Department of Biology and Biotech Research and Innovation Centre, The Bioinformatics Centre, Copenhagen University, Copenhagen, Denmark.
PLoS One. 2011;6(8):e23409. doi: 10.1371/journal.pone.0023409. Epub 2011 Aug 24.
Genome-wide, high-throughput methods for transcription start site (TSS) detection have shown that most promoters have an array of neighboring TSSs where some are used more than others, forming a distribution of initiation propensities. TSS distributions (TSSDs) vary widely between promoters and earlier studies have shown that the TSSDs have biological implications in both regulation and function. However, no systematic study has been made to explore how many types of TSSDs and by extension core promoters exist and to understand which biological features distinguish them. In this study, we developed a new non-parametric dissimilarity measure and clustering approach to explore the similarities and stabilities of clusters of TSSDs. Previous studies have used arbitrary thresholds to arrive at two general classes: broad and sharp. We demonstrated that in addition to the previous broad/sharp dichotomy an additional category of promoters exists. Unlike typical TATA-driven sharp TSSDs where the TSS position can vary a few nucleotides, in this category virtually all TSSs originate from the same genomic position. These promoters lack epigenetic signatures of typical mRNA promoters and a substantial subset of them are mapping upstream of ribosomal protein pseudogenes. We present evidence that these are likely mapping errors, which have confounded earlier analyses, due to the high similarity of ribosomal gene promoters in combination with known G addition bias in the CAGE libraries. Thus, previous two-class separations of promoter based on TSS distributions are motivated, but the ultra-sharp TSS distributions will confound downstream analyses if not removed.

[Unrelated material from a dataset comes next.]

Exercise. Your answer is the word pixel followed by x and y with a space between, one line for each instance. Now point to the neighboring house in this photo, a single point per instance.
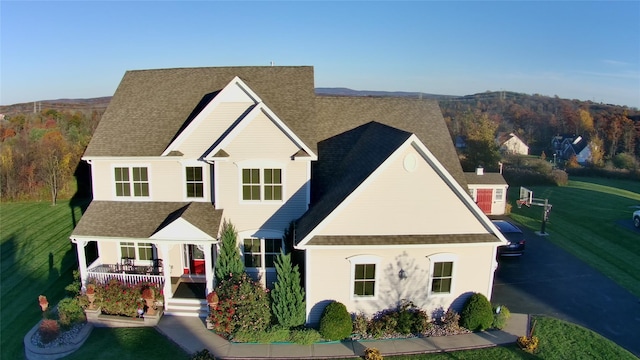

全基因组高通量转录起始位点(TSS)检测方法表明,大多数启动子具有一系列邻近的 TSS,其中一些 TSS 比其他 TSS 更常被使用,从而形成了起始倾向性的分布。TSS 分布(TSSD)在启动子之间差异很大,早期研究表明,TSSD 在调控和功能方面都具有生物学意义。然而,尚未进行系统研究来探索存在多少种 TSSD 以及核心启动子,以及了解哪些生物学特征可以区分它们。在这项研究中,我们开发了一种新的非参数相似度测量和聚类方法来探索 TSSD 聚类的相似性和稳定性。以前的研究使用任意阈值将 TSSD 分为两类:宽分布和窄分布。我们证明,除了以前的宽/窄二分法之外,还存在另一种类型的启动子。与典型的 TATA 驱动的窄 TSSD 不同,后者的 TSS 位置可能会发生几个核苷酸的变化,在这种类型中,几乎所有的 TSS 都源自相同的基因组位置。这些启动子缺乏典型 mRNA 启动子的表观遗传特征,其中很大一部分位于核糖体蛋白假基因的上游。我们提供的证据表明,这些可能是由于核糖体基因启动子的高度相似性以及 CAGE 文库中已知的 G 加偏置,导致了可能的映射错误,这混淆了早期的分析。因此,基于 TSS 分布的启动子的两分类分离是有动机的,但是如果不删除,超窄 TSS 分布可能会混淆下游分析。